槇村良吉…元大学生で 間宮リカの父・間宮道彦記者の屋敷に居候する大勢の書生の一人だったがリカの母・ゆふと肉体関係を結び心身共に依存するようになる。リカの父の死後も間宮家に留まり大学を中退し文筆関係のアルバイトで暮らす。だが自堕落で安心しきった関係にゆふが飽き、捨てられる。茫然と友人宅を転々とするうち大学の元友人に労働者のための出版社の事務仕事を紹介される。仕事をそつなくこなしていたがたまたま見に行ったプロレタリア劇団の主演女優に一目惚れし、出版社を辞め劇団で働く。初めて書いた劇が急場しのぎで上演されると評判になり、特高警察に追われる中、間宮ゆふの面影を吹っ切り主演女優と結ばれる。演劇にのめり込むあまりソビエトのスパイとなった富士見レオ少年の手引きで二人でウラジオストックに渡り、スターリンの大粛清の嵐が吹き荒れるモスクワに立ったまま消息を断つ。
佐田芳子…プロレタリア劇団の主演女優で頭脳明晰、さばさばした女性。衣装以外ではスカートはけしてはかず、いつも男物のスラックスとシャツやセーターで過ごしている。喫煙者。アカハラ&セクハラで男性恐怖症、演技では大丈夫だがプライベートでは接近されると吐き気がしてしまう。槇村は男と見ていないので大丈夫だった。特高に追われて槇村と逃げ、意気投合し共にソビエトに渡る。
絵師・片桐惟人…間宮道彦記者の古い友人でヨーロッパ帰りの貧乏画家。挿絵や便箋を封筒などの図柄を書いて収入を得ているが好きな音楽や楽器、本や画材にすぐ使ってしまう。アトリエと称する四ツ谷のあばら家に住んでいる。幼いリカやレオ少年、さやをモデルに金にならない油絵を描いている『全身趣味に生きる男』。実はドイツ共産党のシンパでリヒャルト・ゾルゲとも繋がっている。

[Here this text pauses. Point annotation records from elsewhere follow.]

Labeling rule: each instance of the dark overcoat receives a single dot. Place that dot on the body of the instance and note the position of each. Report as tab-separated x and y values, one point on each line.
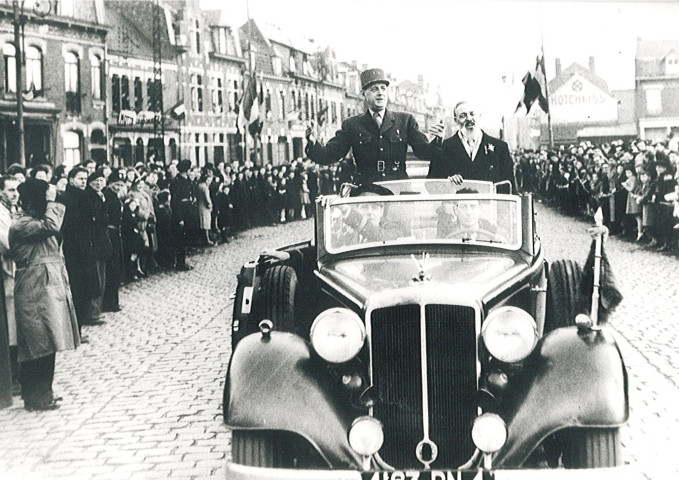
46	321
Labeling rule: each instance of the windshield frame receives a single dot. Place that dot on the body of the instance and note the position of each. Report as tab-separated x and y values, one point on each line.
329	203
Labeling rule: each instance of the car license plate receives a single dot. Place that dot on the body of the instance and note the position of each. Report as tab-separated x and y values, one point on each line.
428	475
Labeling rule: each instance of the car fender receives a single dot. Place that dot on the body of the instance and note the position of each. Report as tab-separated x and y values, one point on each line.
574	379
275	382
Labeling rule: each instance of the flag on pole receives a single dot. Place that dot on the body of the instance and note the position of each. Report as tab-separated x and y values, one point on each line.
323	115
597	289
249	108
257	113
535	87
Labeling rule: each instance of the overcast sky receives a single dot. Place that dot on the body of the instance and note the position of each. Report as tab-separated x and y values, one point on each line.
466	47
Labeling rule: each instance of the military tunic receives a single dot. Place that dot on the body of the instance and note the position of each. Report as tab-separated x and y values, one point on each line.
379	154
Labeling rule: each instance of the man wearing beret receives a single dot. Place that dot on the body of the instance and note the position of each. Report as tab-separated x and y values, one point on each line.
379	138
472	154
181	202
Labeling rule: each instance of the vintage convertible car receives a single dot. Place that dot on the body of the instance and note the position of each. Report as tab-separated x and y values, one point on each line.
421	335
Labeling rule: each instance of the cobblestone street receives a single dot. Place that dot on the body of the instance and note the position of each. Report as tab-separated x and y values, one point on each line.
143	399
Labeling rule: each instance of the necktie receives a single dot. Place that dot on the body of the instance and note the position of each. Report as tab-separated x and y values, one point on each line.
378	119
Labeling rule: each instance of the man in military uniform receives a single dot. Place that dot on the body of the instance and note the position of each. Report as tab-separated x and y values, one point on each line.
379	138
472	154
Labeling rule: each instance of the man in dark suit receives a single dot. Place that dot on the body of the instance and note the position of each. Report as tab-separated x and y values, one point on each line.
472	154
379	138
181	201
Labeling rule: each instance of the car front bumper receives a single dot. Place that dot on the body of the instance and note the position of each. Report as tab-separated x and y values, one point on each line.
241	472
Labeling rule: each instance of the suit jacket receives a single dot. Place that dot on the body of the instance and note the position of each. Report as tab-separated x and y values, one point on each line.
379	154
492	163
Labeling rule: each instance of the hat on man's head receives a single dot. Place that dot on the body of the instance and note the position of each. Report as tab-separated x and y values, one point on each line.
374	75
98	173
184	166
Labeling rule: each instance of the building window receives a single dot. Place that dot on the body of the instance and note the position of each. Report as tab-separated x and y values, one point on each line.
67	8
196	35
138	95
71	148
199	89
125	93
654	101
281	104
115	93
217	95
9	54
72	82
34	70
267	103
97	78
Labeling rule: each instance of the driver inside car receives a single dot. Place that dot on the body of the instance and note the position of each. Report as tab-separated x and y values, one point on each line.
464	222
372	222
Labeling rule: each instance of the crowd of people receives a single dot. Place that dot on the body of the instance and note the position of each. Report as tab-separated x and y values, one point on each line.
70	237
635	184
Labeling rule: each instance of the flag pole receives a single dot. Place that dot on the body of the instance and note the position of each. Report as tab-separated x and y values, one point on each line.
599	221
549	109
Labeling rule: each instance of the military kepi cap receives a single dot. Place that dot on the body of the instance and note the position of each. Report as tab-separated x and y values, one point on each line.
374	75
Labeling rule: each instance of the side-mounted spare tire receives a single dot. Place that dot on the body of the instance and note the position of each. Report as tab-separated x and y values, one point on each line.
592	448
563	294
277	297
262	448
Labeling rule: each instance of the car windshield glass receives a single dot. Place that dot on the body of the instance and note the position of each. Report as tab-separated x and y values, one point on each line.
475	219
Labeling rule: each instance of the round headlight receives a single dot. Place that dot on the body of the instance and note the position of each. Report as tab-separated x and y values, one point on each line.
337	335
366	435
489	433
510	334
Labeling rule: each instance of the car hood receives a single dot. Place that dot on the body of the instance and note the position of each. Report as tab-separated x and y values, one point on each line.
469	277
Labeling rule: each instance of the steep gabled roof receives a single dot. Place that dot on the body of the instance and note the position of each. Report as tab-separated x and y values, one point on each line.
575	68
655	48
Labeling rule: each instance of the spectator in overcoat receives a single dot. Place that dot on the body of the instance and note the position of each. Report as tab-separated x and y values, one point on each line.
165	256
101	243
115	195
182	205
77	233
9	198
205	205
49	325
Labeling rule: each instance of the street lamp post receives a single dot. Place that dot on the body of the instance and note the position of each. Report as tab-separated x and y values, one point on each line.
41	8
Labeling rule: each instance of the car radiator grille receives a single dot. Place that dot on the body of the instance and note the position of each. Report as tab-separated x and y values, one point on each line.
452	381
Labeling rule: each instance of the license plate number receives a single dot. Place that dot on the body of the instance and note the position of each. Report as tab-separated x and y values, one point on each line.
426	475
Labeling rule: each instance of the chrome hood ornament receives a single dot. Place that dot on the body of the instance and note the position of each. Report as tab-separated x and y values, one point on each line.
422	268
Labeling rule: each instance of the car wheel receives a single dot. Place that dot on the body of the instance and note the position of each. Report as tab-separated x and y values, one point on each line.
256	448
278	294
563	292
273	449
592	448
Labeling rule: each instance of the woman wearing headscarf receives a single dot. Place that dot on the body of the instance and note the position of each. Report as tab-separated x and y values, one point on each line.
46	321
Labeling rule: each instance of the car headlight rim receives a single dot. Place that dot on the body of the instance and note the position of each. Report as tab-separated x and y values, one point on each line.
512	320
337	335
489	432
366	435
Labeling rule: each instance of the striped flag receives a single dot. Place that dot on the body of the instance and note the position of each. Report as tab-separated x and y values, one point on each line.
535	88
250	108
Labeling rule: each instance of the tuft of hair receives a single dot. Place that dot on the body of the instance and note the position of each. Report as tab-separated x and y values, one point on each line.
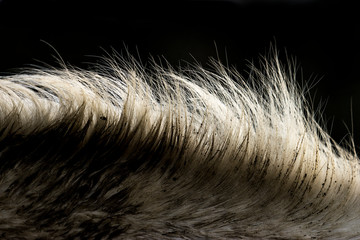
126	153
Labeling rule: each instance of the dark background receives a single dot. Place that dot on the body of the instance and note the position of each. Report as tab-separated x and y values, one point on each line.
323	36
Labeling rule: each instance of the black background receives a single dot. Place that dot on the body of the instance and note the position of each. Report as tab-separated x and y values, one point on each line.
323	36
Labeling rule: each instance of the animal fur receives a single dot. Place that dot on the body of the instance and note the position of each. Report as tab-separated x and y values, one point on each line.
127	153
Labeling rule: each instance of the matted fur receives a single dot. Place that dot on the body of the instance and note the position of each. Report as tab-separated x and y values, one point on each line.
121	153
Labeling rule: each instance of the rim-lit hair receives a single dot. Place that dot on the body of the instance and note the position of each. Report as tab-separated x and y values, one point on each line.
188	154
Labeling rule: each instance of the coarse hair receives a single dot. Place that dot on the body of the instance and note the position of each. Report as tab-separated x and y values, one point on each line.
124	152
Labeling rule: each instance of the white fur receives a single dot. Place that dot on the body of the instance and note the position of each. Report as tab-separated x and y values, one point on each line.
123	153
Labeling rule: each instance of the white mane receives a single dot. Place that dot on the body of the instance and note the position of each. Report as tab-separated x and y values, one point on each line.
122	153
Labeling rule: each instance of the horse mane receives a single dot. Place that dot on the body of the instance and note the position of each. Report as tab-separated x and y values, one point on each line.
124	152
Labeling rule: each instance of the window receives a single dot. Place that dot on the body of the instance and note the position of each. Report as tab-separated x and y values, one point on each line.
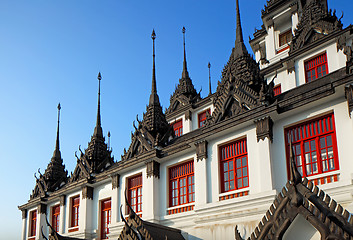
277	90
75	207
285	38
178	128
135	193
105	217
55	217
202	117
33	223
234	166
314	145
316	67
181	184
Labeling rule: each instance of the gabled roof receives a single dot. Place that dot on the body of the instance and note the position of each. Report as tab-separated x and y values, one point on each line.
185	93
301	197
154	130
315	23
97	157
55	174
242	87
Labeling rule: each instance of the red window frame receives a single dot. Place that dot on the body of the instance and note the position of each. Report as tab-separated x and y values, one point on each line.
181	184
106	213
316	67
202	117
75	210
234	165
135	192
178	127
55	217
315	146
277	90
285	37
33	222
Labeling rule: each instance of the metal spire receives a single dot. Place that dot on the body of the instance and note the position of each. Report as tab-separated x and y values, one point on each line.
240	48
209	77
154	99
57	146
98	129
185	69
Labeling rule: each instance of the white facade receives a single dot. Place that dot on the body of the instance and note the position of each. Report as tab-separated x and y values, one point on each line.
214	212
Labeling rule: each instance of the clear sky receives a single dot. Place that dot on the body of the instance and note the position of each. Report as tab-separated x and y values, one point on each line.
51	52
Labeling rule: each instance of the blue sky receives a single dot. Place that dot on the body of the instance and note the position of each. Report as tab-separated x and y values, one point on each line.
51	51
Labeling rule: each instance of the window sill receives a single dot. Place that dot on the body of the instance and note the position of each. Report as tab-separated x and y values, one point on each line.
73	229
234	194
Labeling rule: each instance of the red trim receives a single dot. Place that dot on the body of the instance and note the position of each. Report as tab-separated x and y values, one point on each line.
178	128
234	166
277	90
105	217
135	193
316	67
73	230
315	146
284	38
33	221
234	195
181	184
75	210
55	217
202	117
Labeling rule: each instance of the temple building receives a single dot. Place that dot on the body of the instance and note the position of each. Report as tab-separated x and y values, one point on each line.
266	156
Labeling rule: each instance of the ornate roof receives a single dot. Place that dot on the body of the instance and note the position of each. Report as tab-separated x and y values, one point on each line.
301	197
185	92
316	22
137	229
97	157
242	87
153	131
55	175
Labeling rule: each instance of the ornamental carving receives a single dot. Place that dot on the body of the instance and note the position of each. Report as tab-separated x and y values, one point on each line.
63	200
24	213
201	150
315	23
87	192
115	181
152	169
264	129
42	208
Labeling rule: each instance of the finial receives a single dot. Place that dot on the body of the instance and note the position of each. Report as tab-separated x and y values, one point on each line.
98	129
185	73
108	139
209	77
295	176
154	99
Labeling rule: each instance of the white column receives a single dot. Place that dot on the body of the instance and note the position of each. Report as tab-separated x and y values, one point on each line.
264	148
62	217
41	222
200	182
150	193
86	214
24	224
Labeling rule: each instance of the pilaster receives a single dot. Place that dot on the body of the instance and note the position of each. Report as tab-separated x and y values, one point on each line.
86	214
150	192
41	221
24	224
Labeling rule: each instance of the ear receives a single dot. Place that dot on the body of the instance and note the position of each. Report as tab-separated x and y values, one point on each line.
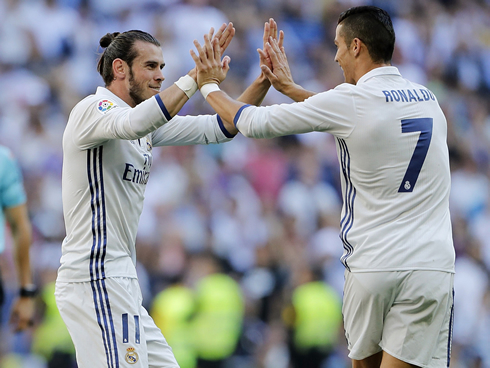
356	46
119	69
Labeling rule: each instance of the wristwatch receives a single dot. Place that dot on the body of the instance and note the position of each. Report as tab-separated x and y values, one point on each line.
28	291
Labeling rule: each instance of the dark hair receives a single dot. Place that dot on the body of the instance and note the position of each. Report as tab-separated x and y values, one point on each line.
372	26
120	46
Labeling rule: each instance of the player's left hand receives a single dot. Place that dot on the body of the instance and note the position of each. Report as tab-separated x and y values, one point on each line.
210	68
22	314
270	30
224	36
279	75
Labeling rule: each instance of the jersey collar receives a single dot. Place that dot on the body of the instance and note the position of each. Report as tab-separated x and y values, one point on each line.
383	70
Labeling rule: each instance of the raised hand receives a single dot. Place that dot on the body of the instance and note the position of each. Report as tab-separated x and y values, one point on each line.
278	72
270	30
224	35
210	68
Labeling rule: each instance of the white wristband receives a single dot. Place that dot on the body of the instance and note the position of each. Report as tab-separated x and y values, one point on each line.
208	88
187	84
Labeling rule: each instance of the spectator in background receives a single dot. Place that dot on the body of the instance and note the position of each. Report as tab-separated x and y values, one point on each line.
14	210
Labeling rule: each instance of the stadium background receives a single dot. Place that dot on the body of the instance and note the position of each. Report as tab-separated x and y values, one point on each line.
263	212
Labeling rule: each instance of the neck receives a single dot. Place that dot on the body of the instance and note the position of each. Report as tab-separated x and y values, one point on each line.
367	67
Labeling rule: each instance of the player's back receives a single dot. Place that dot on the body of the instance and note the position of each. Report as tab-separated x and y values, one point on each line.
396	179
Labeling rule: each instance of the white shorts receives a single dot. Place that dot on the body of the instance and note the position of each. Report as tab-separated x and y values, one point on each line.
110	327
408	314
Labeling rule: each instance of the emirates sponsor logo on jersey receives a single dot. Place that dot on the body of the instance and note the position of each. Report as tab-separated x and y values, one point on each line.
104	106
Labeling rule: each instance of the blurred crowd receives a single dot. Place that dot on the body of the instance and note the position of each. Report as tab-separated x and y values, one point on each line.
238	243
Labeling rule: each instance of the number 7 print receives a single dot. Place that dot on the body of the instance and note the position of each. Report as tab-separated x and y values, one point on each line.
424	126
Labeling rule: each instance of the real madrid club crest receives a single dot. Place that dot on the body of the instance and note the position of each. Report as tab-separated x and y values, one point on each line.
149	147
131	356
104	106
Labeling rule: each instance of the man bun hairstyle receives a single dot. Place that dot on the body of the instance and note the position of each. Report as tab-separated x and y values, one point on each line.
373	27
120	46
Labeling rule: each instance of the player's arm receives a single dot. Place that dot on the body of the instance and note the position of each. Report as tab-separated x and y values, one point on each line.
175	96
255	93
20	225
322	112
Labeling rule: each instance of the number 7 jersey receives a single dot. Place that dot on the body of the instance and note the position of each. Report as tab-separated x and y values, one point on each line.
394	167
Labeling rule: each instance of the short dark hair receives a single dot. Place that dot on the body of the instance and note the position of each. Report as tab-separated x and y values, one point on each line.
372	26
120	46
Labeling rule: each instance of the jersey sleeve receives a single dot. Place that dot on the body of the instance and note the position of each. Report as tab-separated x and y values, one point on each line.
187	130
333	111
98	120
11	187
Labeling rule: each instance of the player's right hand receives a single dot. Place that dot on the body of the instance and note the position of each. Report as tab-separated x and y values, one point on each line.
209	65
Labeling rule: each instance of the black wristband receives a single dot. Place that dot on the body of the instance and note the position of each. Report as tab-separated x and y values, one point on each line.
28	291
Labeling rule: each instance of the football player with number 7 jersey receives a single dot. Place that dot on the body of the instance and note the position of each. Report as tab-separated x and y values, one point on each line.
394	167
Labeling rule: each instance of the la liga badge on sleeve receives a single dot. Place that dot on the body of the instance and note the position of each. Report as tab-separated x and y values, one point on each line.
131	356
104	106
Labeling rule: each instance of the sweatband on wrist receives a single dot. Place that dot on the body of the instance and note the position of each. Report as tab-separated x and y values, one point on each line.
187	84
208	88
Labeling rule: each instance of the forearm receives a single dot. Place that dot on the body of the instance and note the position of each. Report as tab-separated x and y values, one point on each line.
174	99
23	243
255	93
296	92
226	108
21	234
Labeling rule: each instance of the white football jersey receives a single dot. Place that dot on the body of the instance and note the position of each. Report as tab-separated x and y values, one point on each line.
394	167
107	157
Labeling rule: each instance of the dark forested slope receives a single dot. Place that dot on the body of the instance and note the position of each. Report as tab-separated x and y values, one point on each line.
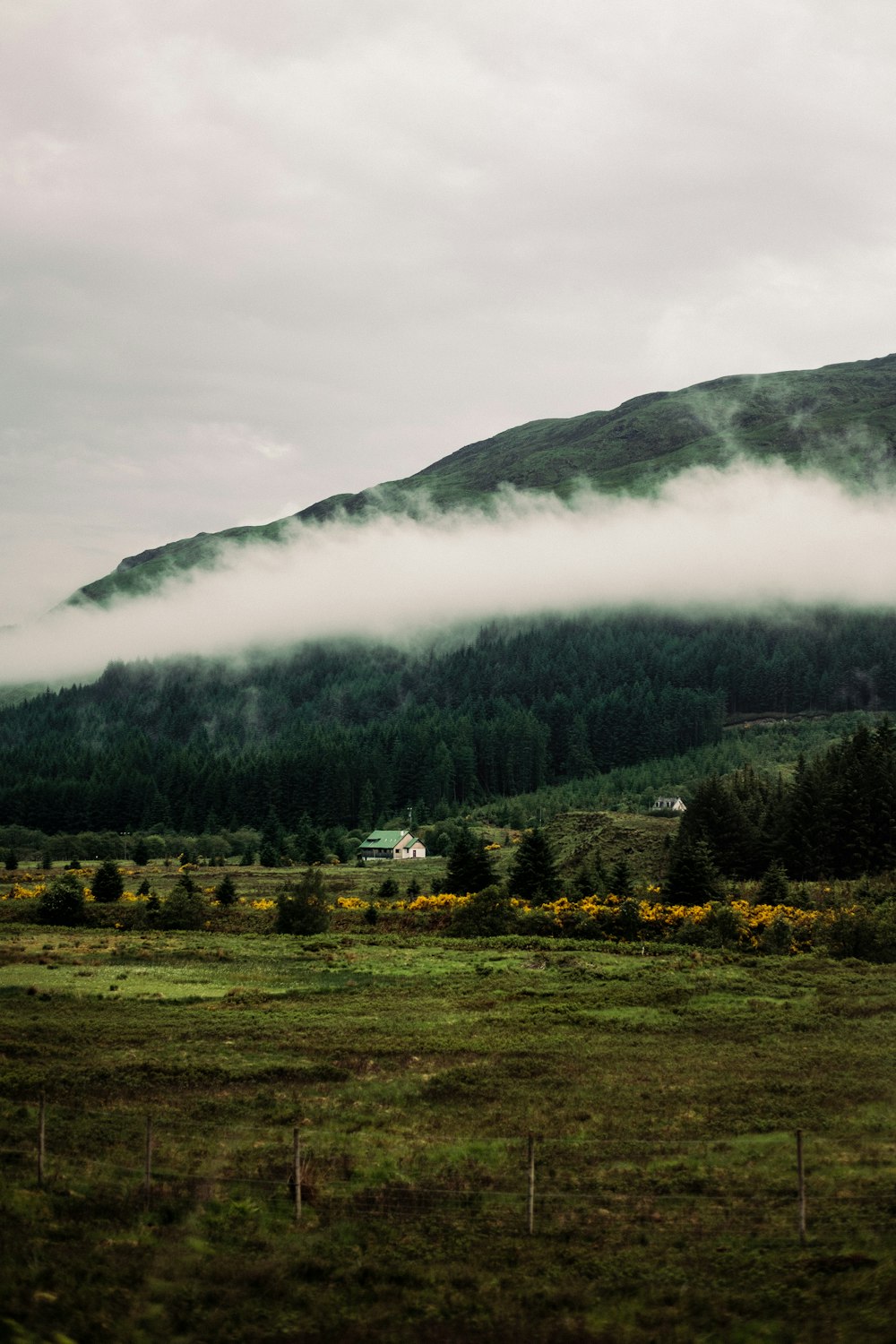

富士見レオ…大正14年東京麻布生まれの薄茶の髪と彫りの深い顔立ちの少年。父は白ロシア系日本人美術商。母はドイツ系ロシア人。昭和8年、9歳当時地元神社の祭りでリヒャルト・ゾルゲに出会う。ヨーロッパ音楽と美術を好むのでミッションスクールの子供達の間で浮いてしまう。出入りの古書店の店主の紹介で絵師片桐と出会い、モデルを務める。次第にリヒャルト・ゾルゲに惹かれ接触するようになる。
山崎みか…昭和5年、女学校を中退し富士見家に奉公に来る。当時6歳の富士見レオ少年の子守役として仕え、彼が青年になりスパイ活動をし、ウラジオストックからモスクワに渡っても忠実に仕える。スターリンの大粛清の時代を生き延びる。
神父 湯浅哲久… 謎多きカトリックの司祭。若くしてヨーロッパに留学し神学を学び、帰国後は目白のカトリック教会で司牧に従事し、近くの徳永医師のサナトリウムに懺悔に行ったり、入院している司祭や修道女のためのミサをあげたりしている。戦前特高に弾圧されているプロテスタントの牧師ともつながりがあり、情報のやり取りをしている。スペインの修道会ネットワークとそこから繋がる情報網で海外の様子を知っている。